百鬼は小さく肩をすくめると、鷹取と目線を合わせた。

「ねぇ、あなた。」

「助けてほしかったら、最後に一つだけ答えなさい。」

「今回、あなたたちへ依頼を出したのは誰かしら?」

鷹取は唇を固く結ぶ。

答えれば依頼人を裏切ることになる。

しかし、答えなければ天宮の命が危ない。

長い沈黙の末、鷹取は静かに口を開いた。

「……神白グループと敵対する企業…。」

「御影グループの役員、香取です。」

百鬼は表情一つ変えず続きを促した。

「理由は?」

鷹取は観念したように息を吐く。

「香取は数年前から、大型都市再開発プロジェクトを進めていました。」

「ですが、その計画は神白グループに先を越されました。」

「神白グループがより優れた事業計画を打ち出し、行政との契約もすべて獲得したんです。」

「その結果、御影グループは莫大な損失を出し……。」

「香取自身も役員としての立場を失いかけています。」

百鬼は静かに耳を傾ける。

「だから香取は考えた。」

「神白グループそのものを揺るがせばいい、と。」

「神白家の令嬢を誘拐し、大事件へ発展させる。」

「企業イメージを失墜させ、世間の信用と株価を暴落させ、契約を打ち切らせることが目的でした。」

「そして、その混乱に乗じて神白グループを追い詰める……。」

鷹取は拳を握り締めた。

「それが、今回の依頼の全てです。」

百鬼は静かに目を閉じ、小さく笑った。

「そう。」

「ありがとう。」

その笑顔には、どこか不穏な色が滲んでいた。

「いいわぁ。」

「今日は、このくらいにしておいてあげる。」

そして口元を吊り上げ、意味ありげに笑う。

「ロゼちゃん。」

「あ・ん・た・も・よ。」

その言葉だけを残すと、百鬼は一人の部下を連れ、ゆっくりと車に乗り込みその場を後にした。

スクラップ工場には、重苦しい静寂だけが残る。

「お、俺たち……。」

鷲尾が呆然と呟く。

「助かった……のか?」

鷹取は首を横に振った。

「……まだ分かりません。
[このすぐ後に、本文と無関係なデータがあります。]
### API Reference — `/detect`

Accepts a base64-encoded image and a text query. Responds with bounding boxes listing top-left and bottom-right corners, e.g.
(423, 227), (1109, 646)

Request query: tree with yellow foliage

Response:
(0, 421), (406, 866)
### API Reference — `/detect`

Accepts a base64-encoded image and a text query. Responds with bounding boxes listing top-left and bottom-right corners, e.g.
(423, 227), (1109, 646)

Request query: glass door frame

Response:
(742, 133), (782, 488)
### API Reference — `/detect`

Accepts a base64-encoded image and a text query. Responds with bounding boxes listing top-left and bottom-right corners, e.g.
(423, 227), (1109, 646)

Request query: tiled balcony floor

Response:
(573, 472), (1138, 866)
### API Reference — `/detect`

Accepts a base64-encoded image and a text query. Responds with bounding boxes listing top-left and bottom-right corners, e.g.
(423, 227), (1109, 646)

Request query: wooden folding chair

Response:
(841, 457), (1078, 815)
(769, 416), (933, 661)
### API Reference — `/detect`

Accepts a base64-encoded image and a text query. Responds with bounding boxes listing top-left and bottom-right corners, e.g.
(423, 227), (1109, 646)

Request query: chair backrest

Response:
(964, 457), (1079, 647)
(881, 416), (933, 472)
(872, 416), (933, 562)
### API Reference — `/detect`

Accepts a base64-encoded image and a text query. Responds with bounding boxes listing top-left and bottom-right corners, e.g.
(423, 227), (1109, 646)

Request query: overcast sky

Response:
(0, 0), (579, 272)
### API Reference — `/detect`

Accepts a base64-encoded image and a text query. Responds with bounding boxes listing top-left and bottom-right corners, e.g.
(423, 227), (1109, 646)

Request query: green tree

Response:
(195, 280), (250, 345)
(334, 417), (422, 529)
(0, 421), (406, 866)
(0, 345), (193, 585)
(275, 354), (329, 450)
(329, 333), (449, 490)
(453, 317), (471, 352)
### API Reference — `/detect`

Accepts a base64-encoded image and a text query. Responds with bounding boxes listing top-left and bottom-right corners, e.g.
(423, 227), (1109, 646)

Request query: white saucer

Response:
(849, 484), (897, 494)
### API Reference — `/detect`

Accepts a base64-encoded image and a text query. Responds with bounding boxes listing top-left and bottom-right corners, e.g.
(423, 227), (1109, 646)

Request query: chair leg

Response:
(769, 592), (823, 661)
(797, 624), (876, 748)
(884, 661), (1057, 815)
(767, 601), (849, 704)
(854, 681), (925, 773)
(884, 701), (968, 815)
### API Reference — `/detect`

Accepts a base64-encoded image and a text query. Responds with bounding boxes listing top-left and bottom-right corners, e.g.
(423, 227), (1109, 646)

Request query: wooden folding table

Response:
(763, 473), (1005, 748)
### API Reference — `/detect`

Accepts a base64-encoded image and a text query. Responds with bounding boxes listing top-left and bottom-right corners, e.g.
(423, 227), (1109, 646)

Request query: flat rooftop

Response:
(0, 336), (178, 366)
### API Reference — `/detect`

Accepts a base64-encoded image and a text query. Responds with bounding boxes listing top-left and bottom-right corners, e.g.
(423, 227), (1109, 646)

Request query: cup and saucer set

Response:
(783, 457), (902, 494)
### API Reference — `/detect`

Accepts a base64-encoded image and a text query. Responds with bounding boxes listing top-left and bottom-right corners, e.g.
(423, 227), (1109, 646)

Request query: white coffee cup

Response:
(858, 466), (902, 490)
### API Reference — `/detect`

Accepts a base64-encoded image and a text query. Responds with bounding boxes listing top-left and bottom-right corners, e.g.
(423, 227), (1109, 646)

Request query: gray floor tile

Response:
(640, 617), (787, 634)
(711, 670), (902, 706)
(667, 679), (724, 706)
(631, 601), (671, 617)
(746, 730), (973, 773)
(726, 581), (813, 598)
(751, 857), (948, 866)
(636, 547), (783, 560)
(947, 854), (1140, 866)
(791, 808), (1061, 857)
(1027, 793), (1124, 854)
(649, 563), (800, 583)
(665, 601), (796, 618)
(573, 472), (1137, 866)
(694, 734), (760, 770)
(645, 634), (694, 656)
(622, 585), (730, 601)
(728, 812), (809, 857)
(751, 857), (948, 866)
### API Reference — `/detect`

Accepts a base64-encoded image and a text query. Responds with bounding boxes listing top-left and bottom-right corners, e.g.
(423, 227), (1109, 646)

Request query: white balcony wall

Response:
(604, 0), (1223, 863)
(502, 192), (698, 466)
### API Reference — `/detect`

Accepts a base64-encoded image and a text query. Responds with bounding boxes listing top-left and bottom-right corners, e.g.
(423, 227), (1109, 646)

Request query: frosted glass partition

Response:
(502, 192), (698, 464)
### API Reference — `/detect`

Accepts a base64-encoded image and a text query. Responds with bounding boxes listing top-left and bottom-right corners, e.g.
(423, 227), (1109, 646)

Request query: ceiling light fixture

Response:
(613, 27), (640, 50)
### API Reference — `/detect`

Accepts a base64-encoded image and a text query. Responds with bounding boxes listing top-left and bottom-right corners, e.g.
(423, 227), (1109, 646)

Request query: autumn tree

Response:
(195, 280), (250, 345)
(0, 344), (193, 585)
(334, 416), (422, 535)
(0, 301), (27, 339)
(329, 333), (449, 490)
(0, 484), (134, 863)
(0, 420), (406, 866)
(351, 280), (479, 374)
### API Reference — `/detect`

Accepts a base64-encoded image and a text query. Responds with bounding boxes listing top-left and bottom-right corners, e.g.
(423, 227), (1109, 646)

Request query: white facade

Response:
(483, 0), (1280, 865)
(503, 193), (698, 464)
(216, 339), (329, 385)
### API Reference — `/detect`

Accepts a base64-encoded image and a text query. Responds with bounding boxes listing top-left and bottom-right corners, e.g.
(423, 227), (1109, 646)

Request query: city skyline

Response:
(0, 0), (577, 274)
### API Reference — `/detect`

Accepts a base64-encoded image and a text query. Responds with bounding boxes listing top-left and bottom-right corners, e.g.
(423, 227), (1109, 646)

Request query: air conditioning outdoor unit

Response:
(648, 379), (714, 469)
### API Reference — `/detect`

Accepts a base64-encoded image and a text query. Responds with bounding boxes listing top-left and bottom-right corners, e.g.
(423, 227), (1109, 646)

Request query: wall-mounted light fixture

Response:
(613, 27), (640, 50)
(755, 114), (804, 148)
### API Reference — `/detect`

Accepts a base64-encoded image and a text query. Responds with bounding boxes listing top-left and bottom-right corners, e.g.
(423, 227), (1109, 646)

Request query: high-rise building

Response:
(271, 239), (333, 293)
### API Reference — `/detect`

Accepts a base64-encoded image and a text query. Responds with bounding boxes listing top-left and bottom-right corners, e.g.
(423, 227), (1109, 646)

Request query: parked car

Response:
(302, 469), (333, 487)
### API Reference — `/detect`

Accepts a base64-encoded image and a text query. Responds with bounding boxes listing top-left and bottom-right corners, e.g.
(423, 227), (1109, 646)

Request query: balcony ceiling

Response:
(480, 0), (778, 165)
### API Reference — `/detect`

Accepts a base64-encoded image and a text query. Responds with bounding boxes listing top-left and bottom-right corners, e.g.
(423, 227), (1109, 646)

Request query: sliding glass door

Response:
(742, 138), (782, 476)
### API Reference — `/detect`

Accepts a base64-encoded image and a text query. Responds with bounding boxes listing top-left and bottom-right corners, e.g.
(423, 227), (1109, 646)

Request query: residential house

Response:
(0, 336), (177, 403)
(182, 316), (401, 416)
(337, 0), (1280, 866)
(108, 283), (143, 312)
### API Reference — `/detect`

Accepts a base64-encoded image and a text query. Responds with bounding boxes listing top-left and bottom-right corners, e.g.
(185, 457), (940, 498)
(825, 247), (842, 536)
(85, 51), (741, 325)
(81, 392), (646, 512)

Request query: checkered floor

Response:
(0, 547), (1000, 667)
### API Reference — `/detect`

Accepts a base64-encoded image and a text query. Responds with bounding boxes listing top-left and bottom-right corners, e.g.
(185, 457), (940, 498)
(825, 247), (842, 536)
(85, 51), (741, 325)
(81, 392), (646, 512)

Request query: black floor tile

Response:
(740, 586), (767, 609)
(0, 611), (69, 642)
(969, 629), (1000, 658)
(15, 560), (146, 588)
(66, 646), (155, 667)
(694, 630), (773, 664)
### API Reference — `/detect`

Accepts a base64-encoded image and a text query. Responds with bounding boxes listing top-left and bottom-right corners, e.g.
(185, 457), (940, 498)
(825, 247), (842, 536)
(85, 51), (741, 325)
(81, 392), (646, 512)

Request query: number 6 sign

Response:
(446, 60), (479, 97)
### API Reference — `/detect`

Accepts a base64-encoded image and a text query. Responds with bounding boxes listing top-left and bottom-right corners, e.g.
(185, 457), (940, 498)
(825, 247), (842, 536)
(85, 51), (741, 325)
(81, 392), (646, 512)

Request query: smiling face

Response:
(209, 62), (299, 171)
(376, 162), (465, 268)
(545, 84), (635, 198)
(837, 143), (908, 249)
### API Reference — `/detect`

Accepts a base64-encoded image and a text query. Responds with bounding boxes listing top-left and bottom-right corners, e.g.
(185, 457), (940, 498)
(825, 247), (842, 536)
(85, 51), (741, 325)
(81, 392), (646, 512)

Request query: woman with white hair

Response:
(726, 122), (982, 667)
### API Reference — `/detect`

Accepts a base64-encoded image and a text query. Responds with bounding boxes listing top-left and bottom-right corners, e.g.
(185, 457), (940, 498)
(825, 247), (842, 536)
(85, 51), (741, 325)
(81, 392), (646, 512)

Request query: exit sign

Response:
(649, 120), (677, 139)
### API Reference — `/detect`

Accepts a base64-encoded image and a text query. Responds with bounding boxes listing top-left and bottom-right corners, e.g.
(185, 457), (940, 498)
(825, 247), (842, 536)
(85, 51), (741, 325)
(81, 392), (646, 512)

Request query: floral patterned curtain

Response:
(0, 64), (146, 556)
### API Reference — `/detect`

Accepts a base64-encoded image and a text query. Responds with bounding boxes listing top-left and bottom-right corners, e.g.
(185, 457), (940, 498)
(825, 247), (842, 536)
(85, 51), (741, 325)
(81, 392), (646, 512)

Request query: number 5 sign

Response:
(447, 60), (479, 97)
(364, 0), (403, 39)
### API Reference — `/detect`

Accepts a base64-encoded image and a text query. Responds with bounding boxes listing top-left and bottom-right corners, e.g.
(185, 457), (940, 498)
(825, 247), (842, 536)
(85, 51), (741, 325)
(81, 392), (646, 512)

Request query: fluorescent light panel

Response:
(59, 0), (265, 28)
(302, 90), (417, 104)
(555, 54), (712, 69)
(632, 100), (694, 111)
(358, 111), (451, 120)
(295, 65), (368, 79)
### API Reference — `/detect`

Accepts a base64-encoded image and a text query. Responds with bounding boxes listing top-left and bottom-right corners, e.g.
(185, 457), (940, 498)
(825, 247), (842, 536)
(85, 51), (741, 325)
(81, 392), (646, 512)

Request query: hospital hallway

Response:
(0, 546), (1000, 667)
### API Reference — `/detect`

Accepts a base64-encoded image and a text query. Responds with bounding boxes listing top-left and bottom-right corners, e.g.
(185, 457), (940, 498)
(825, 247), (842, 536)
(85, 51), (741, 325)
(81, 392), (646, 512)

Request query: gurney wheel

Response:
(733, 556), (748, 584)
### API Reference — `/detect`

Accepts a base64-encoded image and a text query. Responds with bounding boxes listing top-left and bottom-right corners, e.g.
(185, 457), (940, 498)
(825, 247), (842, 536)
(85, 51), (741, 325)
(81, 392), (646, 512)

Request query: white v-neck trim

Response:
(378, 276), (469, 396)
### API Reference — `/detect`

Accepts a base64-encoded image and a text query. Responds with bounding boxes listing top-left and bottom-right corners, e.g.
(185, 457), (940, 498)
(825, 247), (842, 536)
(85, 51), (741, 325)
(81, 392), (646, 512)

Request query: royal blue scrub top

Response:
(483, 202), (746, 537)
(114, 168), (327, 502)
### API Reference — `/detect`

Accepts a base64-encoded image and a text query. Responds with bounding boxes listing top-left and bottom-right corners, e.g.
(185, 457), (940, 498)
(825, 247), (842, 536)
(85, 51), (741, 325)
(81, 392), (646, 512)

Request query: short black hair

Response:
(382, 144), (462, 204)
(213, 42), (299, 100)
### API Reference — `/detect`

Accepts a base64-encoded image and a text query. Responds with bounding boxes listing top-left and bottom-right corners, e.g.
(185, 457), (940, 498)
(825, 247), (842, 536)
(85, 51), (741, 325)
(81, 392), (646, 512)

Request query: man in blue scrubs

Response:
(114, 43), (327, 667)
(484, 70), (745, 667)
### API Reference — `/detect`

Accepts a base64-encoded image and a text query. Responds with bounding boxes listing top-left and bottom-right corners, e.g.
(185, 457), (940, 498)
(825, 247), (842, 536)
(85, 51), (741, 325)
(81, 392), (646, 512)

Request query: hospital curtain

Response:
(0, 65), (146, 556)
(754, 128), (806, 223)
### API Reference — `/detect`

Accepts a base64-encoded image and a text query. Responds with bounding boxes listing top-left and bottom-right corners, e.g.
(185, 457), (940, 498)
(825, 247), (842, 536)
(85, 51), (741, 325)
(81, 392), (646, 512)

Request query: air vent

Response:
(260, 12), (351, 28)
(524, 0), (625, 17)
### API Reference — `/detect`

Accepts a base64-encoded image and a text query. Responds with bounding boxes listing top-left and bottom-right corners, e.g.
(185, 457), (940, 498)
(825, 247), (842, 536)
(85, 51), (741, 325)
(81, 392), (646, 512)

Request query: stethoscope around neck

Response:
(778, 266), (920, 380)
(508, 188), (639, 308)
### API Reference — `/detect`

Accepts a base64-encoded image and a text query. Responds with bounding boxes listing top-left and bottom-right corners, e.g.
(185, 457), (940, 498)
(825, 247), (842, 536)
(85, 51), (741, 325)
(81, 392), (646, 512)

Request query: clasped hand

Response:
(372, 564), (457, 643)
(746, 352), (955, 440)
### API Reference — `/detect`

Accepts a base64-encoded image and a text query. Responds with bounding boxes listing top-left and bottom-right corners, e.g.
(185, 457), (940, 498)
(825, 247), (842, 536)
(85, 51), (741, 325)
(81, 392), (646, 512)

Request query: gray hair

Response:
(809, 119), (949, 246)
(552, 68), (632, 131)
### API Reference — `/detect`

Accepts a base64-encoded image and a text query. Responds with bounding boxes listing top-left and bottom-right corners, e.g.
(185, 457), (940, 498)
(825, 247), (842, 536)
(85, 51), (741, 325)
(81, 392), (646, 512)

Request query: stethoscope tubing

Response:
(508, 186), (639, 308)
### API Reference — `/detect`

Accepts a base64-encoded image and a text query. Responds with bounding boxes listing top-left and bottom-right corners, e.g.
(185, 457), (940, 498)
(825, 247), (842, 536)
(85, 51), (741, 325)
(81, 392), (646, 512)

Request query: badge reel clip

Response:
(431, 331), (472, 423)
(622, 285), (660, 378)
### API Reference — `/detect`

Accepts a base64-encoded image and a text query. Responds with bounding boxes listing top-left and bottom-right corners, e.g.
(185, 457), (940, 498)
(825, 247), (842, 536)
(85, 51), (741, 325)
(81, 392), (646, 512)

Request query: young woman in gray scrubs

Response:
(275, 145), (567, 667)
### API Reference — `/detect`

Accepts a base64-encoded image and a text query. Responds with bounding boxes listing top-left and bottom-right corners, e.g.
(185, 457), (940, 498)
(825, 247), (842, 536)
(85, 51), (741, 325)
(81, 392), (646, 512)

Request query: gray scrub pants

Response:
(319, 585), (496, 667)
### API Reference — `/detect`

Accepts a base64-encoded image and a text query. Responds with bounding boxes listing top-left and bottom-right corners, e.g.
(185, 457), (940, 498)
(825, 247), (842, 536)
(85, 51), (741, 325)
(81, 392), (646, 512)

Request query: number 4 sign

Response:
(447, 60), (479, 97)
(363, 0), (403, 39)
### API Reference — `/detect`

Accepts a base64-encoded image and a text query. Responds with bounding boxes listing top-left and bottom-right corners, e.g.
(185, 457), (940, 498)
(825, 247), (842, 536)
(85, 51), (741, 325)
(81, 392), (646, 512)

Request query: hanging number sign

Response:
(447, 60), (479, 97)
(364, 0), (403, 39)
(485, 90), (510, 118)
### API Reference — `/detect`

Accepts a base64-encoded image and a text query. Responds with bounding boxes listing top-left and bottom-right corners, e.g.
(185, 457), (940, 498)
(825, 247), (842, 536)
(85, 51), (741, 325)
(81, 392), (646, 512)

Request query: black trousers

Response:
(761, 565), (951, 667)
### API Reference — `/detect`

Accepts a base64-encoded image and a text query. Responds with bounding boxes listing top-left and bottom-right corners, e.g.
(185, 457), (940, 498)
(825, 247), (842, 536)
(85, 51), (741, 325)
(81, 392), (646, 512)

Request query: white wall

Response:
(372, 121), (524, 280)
」

その時だった。

ロゼが冷たく言い放つ。

「あんたたち。」

「早くしないと、そいつ死ぬわよ。」

視線の先には、血を流したまま膝をつく天宮。

だが誰も動けない。

突然の出来事に、足がすくんでいた。

ロゼは深くため息をつく。

「はぁ……。」

「だから、早く病院へ連れて行きなさいって言ってるのよ。」

「それと。」

「あんたたちの仲間は、全員警察に捕まったみたいよ。」

「もう逃げ場なんてないわ。」

ロゼは四人を真っ直ぐ見つめた。

「……あんたたちも、自首しなさい。」

誰も口を開かない。

ただ風だけが、静かに吹き抜ける。

しばらくの沈黙の後、ロゼは静かに目を伏せた。

「まだ……。」

「引き返せるところにいるんだから。」

その言葉には、先ほどまでの冷たさとは違う、どこか寂しさが滲んでいた。